Zulip Chat Archive

Stream: Analysis I

Topic: Which exercise does iProd_equiv_tuples correspond to?


Dan Abramov (Aug 11 2025 at 23:58):

Asking about this equivalence:

noncomputable abbrev SetTheory.Set.iProd_equiv_tuples (n:) (X: Fin n  Set) :
    iProd X  { t:Tuple n //  i, (t.x i:Object)  X i } where

I assume it's considered part of Exercise 3.5.2 — is that correct?

Would it be accurate to say it corresponds to this part?

Screenshot 2025-08-12 at 00.56.54.png

If yes, is the book's suggestion to rely on Exercise 3.4.7 (SetTheory.Set.partial_functions) still relevant here? Or is the reader meant to follow a different approach?

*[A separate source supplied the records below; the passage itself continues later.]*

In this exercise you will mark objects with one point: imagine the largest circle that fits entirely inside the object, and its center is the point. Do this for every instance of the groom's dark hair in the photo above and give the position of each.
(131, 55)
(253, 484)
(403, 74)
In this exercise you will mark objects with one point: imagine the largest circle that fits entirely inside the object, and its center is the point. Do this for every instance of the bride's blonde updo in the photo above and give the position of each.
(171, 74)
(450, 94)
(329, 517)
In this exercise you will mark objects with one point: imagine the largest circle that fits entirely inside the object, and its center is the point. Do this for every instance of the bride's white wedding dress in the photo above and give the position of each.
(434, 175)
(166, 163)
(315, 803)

For reference, my solution, which does not use partial_functions, (but is very similar to @Rado Kirov's) ended up being:

noncomputable abbrev SetTheory.Set.iProd_equiv_tuples (n:) (X: Fin n  Set) :
    iProd X  { t:Tuple n //  i, (t.x i:Object)  X i } where
  toFun := fun t 
    let hx := (mem_iProd _).mp t.property
    let x := hx.choose
    {
      X := iUnion _ fun i  {((x i): Object)},
      x := fun i  x i, by rw [mem_iUnion]; use i; simp,
      surj := by
        rintro o, ho
        rw [mem_iUnion] at ho
        obtain i, hi := ho
        rw [mem_singleton] at hi
        subst hi
        use i
    }, by intro i; use (x i).property
  invFun := fun t 
    let x := fun i  (t.val.x i, t.property i: X i)
    tuple x, by rw [mem_iProd]; use x
  left_inv := by
    intro t
    let hx := (mem_iProd _).mp t.property
    simp [hx.choose_spec]
  right_inv := by
    intro t, _⟩
    ext xi
    · simp only [mem_iUnion, mem_singleton]
      generalize_proofs hx
      have := hx.choose_spec
      rw [tuple_inj] at this
      simp only [this]
      obtain x, hx := hx
      constructor
      · rintro i, rfl
        use (t.x i).property
      intro hxi
      obtain i, hi := t.surj xi, hxi
      use i
      rw [hi]
    dsimp only []
    generalize_proofs hx
    have := hx.choose_spec
    rw [tuple_inj] at this
    rw [this]

Thanks!

Terence Tao (Aug 12 2025 at 02:50):

Not exactly; the Lean implementation of Definition 3.5.6 already gives iProd X the type of Set, and in general it's a bit hard to directly translate "show that something is indeed a set" into a strongly typed language, short of asking the reader to supply a definition that type-checks. But that definition used a different notion of a tuple than the one used in Exercise 3.5.2, so I instead added this exercise to demonstrate compatibility (but within Mathlib's framework of set theory and equivalences, rather than try to embed this new version of a tuple and product inside the Chapter 3 set theory (which one could also do, but I feel it more important to transition towards Mathlib's set theory at this point)).